From the socialist Norman Dennis,
On any performance or characteristic that can be measured from smallest to largest—any ‘continuous variable’—most people are clustered on both sides of the category’s average score. The numbers then tail off in one direction to the few who have extremely low scores (a few English adults are under three feet tall). The numbers tail off in the other direction to the few who have extremely high scores (a few English adults are over seven feet tall).
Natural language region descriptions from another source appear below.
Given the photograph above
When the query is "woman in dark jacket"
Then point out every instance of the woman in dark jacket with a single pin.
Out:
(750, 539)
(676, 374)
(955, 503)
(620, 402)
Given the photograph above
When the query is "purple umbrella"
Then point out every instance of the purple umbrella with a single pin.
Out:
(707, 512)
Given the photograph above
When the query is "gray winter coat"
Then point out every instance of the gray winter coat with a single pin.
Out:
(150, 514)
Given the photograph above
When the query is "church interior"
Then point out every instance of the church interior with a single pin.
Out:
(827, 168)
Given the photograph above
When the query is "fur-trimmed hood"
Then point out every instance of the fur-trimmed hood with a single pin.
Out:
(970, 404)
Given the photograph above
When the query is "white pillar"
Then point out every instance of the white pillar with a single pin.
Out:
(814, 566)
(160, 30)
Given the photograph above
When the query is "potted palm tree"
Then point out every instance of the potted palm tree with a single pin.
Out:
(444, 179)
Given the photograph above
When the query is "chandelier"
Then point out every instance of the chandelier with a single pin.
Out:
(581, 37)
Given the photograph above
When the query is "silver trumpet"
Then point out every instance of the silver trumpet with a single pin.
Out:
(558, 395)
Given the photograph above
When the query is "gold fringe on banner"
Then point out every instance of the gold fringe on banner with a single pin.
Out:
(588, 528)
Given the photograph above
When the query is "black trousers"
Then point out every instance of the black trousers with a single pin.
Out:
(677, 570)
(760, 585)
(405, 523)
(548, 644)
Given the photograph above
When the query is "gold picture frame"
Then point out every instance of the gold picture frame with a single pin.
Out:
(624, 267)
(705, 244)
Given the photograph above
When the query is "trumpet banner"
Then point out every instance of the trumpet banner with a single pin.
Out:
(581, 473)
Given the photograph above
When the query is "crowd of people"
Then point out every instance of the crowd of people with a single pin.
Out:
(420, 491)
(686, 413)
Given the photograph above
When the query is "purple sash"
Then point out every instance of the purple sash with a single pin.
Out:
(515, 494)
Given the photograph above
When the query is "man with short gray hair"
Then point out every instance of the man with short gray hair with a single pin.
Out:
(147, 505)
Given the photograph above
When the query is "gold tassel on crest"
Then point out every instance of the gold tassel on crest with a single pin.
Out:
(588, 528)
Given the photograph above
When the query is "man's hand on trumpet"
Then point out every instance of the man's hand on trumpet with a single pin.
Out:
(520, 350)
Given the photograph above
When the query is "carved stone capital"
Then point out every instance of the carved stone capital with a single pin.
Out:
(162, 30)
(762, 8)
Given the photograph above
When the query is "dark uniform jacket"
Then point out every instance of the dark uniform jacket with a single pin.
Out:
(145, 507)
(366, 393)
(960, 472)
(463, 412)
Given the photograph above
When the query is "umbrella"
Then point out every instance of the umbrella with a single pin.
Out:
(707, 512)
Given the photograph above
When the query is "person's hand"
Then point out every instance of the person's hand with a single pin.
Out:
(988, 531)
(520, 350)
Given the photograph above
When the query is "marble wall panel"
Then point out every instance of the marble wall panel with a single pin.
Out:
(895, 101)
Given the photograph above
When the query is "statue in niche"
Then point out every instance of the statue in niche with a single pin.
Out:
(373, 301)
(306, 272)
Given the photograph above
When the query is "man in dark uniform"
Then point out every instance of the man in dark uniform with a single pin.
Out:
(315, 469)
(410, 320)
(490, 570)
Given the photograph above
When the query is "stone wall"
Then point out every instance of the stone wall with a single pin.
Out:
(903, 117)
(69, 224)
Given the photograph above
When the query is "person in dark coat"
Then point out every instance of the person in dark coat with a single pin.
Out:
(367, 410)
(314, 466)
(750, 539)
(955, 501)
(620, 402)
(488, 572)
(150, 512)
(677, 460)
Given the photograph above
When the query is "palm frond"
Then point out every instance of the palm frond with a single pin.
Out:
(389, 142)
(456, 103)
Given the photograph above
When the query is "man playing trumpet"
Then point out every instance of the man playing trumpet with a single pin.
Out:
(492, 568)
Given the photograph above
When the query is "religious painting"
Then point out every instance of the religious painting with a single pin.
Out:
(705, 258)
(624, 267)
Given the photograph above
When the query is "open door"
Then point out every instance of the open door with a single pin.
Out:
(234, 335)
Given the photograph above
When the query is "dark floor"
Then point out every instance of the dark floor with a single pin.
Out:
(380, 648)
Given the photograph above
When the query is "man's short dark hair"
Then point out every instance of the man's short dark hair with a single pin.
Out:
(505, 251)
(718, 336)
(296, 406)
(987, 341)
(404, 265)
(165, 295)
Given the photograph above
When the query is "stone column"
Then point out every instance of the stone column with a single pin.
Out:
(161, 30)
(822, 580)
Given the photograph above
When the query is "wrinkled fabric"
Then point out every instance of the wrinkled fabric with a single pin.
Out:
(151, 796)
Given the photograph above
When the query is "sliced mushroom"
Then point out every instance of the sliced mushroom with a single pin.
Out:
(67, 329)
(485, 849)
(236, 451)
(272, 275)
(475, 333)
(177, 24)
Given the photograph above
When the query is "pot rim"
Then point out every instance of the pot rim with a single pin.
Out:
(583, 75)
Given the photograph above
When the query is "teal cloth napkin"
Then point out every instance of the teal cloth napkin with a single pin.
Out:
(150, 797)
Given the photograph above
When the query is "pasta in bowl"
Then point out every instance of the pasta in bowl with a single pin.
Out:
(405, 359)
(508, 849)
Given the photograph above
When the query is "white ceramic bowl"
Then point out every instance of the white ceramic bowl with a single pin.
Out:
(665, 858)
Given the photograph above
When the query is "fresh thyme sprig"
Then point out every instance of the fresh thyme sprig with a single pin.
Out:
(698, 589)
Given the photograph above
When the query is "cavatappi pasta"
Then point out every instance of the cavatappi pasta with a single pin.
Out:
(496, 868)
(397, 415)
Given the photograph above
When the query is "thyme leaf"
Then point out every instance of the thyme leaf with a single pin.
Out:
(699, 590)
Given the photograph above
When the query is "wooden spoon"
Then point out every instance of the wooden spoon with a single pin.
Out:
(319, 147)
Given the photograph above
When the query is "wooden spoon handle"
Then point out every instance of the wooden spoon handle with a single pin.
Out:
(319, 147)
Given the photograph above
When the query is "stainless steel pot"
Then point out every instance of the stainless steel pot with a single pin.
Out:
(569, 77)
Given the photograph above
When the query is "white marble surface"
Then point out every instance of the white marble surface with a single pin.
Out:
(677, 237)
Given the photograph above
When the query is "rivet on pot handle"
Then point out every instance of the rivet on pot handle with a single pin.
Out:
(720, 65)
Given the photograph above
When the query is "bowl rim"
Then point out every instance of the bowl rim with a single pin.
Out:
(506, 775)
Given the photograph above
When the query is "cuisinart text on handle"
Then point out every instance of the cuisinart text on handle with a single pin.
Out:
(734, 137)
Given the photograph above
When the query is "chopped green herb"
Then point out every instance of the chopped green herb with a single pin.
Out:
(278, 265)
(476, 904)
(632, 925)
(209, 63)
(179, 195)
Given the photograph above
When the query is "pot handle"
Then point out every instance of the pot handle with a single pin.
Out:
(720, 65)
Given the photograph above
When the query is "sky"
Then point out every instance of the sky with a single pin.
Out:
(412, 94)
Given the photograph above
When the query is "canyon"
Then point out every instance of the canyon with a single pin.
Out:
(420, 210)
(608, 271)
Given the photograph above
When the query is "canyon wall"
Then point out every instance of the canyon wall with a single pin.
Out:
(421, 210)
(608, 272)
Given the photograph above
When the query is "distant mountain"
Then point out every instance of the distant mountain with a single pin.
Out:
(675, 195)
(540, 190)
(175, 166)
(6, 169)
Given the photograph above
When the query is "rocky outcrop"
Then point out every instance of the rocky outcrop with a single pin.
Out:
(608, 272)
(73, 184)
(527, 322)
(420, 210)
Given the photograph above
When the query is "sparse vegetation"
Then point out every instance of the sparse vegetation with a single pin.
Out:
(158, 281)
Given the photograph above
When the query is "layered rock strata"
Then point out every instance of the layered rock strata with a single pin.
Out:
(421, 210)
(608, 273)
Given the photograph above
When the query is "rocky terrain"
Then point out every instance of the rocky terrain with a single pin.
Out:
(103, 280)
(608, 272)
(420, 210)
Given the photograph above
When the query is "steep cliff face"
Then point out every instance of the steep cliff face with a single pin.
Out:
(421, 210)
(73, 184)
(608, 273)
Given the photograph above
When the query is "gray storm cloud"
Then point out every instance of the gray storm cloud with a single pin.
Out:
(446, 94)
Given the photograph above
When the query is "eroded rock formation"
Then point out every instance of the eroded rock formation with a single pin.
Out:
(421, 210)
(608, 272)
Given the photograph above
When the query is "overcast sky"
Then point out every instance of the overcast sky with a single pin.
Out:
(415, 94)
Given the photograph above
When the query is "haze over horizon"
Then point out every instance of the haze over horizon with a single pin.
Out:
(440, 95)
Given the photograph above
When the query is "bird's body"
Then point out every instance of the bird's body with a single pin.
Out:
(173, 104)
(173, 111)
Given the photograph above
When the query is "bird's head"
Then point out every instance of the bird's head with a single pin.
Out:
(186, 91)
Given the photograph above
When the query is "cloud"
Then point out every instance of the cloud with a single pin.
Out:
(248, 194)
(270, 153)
Very frequently one category’s bell-shaped curve overlaps with that of another category. Very frequently, indeed, the intra-group dispersion from the lowest to highest scorers is much larger than the difference between the average for the two groups—there is a very large overlap. The average height of the category ‘women holding British passports’ is lower than that of the category of ‘men holding British passports’. There are more women in the ‘small stature’ tail of the distribution than men, and more men in the ‘tall stature’ tail than women. The curve showing the number of women of different height is shifted to the low end of the distribution as compared with the men’s curve. But the curves overlap very considerably. Many women, that is, are taller than many men. Everyone knows that both things are true. Men are taller than women. But many men are smaller than many women.
This is so obvious that no difficulties ever arise when the matter is discussed. No one ever tries to argue that because there are undoubtedly tall women and short men, this proves that men and women are the same height, though it is quite possible to argue that under modern urban and economic conditions the difference is no longer of much social significance (that is a second, separate, but also an empirical matter).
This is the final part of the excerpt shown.